Explicitly converts expressions from one data type to another.

Syntax

CCur( expression )

CDbl( expression )

CInt( expression )

CLng( expression )

CSng( expression )

CStr( expression )

CVar( expression )

Notes

The argument expression can be any valid string expression or numeric expression.

The following table shows which data type is returned by each data type conversion function.

Function
From
To
CCur
Any valid expression
Currency
CDbl
Any valid expression
Double
CInt
Any valid expression
Integer
CLng
Any valid expression
Long
CSng
Any valid expression
Single
CStr
Any valid expression
String
CVar
Any valid expression
Variant

The numeric conversion functions CCur, CDbl, CInt, CLng, and CSng explicitly control the data type of a numeric expression. For example, you can use CCur to force currency arithmetic (which has greater precision but less range) in cases in which integer, double-precision, or single-precision arithmetic normally would occur. CInt and CLng force integer arithmetic in cases in which currency, single-precision, or double-precision arithmetic normally would occur. CDbl and CSng force double- or single-precision arithmetic in cases in which currency or integer arithmetic normally would occur.

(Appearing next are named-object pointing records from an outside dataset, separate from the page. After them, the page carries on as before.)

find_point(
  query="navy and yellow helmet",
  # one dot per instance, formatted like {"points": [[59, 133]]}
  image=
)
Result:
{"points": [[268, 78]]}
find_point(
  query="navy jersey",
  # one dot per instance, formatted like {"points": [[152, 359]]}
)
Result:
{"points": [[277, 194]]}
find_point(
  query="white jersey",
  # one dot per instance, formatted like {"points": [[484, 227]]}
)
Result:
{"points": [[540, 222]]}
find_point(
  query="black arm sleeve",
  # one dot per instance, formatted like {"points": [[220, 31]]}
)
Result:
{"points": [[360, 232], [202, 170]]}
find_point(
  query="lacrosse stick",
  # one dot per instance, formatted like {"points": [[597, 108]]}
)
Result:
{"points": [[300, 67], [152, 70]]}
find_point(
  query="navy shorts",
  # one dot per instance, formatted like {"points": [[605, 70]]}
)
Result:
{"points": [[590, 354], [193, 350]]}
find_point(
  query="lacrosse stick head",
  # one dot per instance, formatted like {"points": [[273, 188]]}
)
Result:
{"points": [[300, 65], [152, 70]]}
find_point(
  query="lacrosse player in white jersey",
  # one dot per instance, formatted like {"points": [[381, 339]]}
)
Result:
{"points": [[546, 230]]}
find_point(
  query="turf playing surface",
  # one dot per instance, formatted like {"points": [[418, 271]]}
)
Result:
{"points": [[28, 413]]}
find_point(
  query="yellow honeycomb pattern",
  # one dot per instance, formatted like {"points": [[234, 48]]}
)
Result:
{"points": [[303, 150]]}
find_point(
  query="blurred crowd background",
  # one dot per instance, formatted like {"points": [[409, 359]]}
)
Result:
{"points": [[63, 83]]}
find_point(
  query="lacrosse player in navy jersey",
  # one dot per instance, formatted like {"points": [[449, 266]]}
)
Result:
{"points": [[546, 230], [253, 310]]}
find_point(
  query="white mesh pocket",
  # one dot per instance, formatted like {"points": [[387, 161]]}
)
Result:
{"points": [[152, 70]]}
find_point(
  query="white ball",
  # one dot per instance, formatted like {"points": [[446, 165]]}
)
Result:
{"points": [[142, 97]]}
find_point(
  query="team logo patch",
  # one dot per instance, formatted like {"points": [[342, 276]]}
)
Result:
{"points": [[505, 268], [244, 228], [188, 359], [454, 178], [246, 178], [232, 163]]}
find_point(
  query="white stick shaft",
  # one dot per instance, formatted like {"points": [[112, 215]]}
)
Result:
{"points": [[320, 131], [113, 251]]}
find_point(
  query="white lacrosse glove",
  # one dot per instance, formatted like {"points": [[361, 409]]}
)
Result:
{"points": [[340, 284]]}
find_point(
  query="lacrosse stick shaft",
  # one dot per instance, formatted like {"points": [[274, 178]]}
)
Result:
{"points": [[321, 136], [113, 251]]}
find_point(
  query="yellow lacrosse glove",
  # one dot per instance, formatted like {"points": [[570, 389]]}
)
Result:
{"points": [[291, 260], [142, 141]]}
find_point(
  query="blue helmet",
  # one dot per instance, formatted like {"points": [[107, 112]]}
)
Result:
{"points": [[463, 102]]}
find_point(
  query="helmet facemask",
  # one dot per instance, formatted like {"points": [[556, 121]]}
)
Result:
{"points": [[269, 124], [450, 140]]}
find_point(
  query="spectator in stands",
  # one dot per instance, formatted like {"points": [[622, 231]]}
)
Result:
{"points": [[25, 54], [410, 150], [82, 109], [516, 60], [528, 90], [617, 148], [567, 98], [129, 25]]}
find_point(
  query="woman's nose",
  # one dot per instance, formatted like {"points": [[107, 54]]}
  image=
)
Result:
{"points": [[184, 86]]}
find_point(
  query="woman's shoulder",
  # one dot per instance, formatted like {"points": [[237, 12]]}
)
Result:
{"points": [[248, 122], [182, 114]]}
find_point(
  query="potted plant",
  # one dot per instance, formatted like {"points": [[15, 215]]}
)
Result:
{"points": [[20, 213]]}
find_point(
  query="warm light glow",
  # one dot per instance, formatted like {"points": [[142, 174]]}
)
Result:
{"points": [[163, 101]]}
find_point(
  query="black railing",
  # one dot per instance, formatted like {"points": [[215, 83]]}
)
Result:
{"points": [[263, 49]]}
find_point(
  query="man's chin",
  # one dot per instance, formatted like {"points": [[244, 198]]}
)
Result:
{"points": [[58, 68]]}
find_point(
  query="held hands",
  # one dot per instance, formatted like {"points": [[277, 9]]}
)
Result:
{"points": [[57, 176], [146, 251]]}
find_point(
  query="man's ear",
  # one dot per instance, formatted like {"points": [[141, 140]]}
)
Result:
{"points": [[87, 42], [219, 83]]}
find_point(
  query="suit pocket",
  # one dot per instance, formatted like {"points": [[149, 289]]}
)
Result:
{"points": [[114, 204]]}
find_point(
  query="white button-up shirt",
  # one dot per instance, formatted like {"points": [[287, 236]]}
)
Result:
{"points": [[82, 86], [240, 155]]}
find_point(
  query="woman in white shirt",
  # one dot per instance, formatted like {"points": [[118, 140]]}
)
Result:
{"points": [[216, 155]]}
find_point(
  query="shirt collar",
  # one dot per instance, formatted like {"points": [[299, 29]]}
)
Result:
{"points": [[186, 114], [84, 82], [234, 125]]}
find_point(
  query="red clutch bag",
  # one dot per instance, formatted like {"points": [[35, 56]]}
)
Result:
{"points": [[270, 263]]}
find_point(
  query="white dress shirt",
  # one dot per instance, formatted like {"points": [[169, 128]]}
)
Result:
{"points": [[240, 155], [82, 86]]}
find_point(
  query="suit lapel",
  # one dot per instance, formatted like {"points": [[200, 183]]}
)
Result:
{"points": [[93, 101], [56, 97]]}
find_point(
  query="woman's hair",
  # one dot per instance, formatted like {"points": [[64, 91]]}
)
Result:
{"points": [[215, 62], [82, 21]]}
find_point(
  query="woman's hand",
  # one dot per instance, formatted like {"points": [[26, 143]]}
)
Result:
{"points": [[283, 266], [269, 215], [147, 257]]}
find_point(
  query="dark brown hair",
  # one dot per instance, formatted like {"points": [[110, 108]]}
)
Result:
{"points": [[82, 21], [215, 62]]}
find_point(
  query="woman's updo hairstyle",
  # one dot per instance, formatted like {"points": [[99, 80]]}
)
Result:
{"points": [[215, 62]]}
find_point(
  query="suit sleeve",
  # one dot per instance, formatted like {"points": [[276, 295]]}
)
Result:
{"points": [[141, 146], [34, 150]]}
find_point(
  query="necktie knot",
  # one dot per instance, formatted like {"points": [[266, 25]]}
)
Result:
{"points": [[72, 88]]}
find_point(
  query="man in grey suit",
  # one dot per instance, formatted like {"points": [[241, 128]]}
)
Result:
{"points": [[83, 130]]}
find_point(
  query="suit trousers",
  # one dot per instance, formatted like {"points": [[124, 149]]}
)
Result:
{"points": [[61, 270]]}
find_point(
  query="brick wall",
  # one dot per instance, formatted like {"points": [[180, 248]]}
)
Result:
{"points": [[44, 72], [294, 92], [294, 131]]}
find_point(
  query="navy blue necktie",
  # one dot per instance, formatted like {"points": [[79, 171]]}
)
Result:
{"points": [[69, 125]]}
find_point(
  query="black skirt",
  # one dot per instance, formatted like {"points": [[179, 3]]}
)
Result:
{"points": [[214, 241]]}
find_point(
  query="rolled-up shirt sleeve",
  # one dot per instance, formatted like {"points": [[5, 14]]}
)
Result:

Because CInt and CLng convert expressions to integers, you can use these functions to round fractional numbers.

Tip All data type conversion functions can provide self-documenting code that indicates that the result of a calculation should be expressed as a particular data type rather than the default data type of the result.

For the CCur, CInt, CLng, and CSng functions, if expression lies outside the acceptable range, a run-time error occurs and a message is displayed unless it is trapped in error-handling code.

Note CInt differs from the Fix and Int functions, which truncate, rather than round, the fractional part of a number. For a demonstration of the differences between Int and Fix, see the example for Int. When the fractional part is exactly 0.5, the CInt function always rounds it to the nearest even number. For example, 0.5 rounds to 0, and 1.5 rounds to 2.